Bob “Steady Rollin’” Margolin established instant credentials in the blues world when he joined the Muddy Waters band in 1973 and continued to build an impressive resume in the nearly seven years he toured with Muddy and afterwards. Margolin has won Blues Music Awards in three different categories: Acoustic Blues Album, Traditional Blues Male Artist and Blues Instrumentalist—Guitar.

Born in Brookline, Massachusetts, on May 9, 1949, Margolin started playing guitar as a teenager and recorded a psychedelic album with the group Freeborne in 1968. Blues came to be his specialty, however, and he played in ex-Muddy sideman Luther “Georgia Boy” Johnson’s band, the Boston Blues Band and other units. One night in August 1973 he snared a front-table seat at a Muddy Waters show in Boston. Harmonica player Mojo Buford informed him that Muddy had just fired guitarist Sammy Lawhorn, and Margolin was hired the next day after an audition at Muddy’s hotel room. In addition to touring the world with Muddy, he recorded on The Muddy Waters Woodstock Album and Muddy’s four albums on Blue Sky produced by Johnny Winter. He joined Muddy onstage at The Band’s famous Last Waltz concert and has since been featured in assorted tributes to Muddy in person and on CD and DVD. Along the way he has played on albums by Winter,

Koko Taylor, Junior Wells, Bob Corritore, Henry Gray, Eric Clapton, Diunna Greenleaf, Ann Rabson, Nappy Brown, the Nighthawks, John Brim, Billy Boy Arnold, Sunnyland Slim and Muddy’s son Big Bill Morganfield, among others. He has toured extensively with assorted aggregations after moving from Boston to Washington, D.C., then Virginia and finally North Carolina.

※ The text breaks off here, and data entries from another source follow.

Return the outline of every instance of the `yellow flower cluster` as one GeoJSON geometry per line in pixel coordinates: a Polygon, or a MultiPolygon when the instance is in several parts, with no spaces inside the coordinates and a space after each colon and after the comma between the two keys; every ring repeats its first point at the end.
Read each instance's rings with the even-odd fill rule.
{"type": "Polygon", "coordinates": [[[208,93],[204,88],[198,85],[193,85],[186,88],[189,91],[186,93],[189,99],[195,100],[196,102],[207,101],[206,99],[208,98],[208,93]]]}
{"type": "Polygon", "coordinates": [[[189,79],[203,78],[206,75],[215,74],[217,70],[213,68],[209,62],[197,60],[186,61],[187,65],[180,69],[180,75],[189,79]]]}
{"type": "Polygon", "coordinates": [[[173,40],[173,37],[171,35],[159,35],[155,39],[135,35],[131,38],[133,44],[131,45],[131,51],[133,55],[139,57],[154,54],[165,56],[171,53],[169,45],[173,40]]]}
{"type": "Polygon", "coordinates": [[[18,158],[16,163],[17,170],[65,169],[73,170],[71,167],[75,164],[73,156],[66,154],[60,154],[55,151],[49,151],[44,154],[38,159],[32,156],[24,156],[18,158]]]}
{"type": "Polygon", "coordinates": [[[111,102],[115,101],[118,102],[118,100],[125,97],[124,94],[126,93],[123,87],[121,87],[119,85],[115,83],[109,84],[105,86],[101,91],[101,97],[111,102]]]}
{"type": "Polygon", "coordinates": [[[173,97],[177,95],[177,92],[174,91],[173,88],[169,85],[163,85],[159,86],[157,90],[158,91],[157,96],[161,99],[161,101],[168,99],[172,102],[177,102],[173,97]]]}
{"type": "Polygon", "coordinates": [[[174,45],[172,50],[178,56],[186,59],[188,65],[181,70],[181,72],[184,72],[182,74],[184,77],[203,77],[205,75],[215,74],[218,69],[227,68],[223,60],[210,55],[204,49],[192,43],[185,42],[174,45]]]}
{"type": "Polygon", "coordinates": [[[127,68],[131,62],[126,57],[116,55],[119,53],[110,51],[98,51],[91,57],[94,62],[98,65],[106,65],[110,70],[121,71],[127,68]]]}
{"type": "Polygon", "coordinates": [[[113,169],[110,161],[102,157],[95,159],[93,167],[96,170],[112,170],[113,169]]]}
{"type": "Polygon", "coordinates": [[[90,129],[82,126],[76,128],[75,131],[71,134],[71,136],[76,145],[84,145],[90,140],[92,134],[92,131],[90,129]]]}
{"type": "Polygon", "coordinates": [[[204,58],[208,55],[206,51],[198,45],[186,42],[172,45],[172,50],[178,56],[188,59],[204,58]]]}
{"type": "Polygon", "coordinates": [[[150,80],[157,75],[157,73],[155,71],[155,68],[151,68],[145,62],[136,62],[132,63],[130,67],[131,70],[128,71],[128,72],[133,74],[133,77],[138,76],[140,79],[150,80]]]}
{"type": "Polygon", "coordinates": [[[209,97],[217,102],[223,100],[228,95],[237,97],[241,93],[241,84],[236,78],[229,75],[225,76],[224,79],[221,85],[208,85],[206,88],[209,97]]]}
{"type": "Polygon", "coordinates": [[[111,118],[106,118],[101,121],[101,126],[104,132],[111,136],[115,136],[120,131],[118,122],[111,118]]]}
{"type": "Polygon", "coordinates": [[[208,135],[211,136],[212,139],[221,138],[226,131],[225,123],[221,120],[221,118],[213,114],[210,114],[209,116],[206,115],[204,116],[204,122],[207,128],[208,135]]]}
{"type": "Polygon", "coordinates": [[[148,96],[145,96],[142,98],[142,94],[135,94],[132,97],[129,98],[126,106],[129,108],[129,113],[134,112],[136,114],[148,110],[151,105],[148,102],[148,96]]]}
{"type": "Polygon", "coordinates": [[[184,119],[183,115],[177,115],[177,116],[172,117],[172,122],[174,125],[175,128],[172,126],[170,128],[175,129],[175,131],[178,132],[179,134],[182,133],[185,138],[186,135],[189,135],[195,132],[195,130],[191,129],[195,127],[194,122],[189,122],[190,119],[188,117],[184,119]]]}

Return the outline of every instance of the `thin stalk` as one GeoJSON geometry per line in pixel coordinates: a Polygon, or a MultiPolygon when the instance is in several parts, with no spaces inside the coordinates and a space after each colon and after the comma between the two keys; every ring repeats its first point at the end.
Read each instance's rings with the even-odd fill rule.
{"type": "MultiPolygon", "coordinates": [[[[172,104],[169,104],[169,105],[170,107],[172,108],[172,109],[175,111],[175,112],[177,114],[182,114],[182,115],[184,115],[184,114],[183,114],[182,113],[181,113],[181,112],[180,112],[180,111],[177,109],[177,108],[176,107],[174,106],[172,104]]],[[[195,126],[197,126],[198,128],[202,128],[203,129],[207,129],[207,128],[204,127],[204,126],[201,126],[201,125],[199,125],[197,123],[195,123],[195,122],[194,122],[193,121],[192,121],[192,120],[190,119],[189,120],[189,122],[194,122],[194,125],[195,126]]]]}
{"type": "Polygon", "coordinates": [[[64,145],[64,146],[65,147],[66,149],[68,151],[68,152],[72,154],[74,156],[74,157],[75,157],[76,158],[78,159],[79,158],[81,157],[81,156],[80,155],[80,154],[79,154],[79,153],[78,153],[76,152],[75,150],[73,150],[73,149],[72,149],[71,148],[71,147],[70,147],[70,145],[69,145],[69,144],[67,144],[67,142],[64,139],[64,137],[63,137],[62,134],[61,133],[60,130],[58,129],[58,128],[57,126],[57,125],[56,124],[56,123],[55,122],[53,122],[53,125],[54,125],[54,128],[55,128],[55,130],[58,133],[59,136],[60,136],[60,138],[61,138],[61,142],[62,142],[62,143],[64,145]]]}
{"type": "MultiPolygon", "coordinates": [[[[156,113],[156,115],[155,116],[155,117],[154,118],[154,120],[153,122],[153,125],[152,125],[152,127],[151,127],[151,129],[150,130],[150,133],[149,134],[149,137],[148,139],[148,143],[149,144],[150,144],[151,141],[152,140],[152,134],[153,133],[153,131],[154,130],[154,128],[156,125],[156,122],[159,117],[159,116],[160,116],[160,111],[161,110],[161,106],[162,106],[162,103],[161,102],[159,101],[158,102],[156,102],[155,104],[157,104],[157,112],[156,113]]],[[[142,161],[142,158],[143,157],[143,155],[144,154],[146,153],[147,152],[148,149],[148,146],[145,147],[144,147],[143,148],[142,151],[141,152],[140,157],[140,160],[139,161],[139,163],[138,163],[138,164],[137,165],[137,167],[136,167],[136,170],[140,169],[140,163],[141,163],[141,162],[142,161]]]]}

Margolin’s first CDs came out on the Powerhouse label, followed by more on Alligator, Blind Pig, Telarc, his own Steady Rollin’ label, and Vizztone. In addition to serving as a partner in Vizztone, he works with the Pinetop Perkins Foundation mentoring young musicians and is the co-author of two instruction books with Dave Rubin Margolin’s insightful way with words has extended to songwriting and to penmanship in blues publications, his own eBook and his informative website. In 2013 the Blues Foundation presented him with the award for Keeping the Blues Alive in Journalism. In print and his music, he has continued to enhance his own stature while honoring his days with Muddy and many others with gratitude and respect—as reflected in the title of his album, Thanks.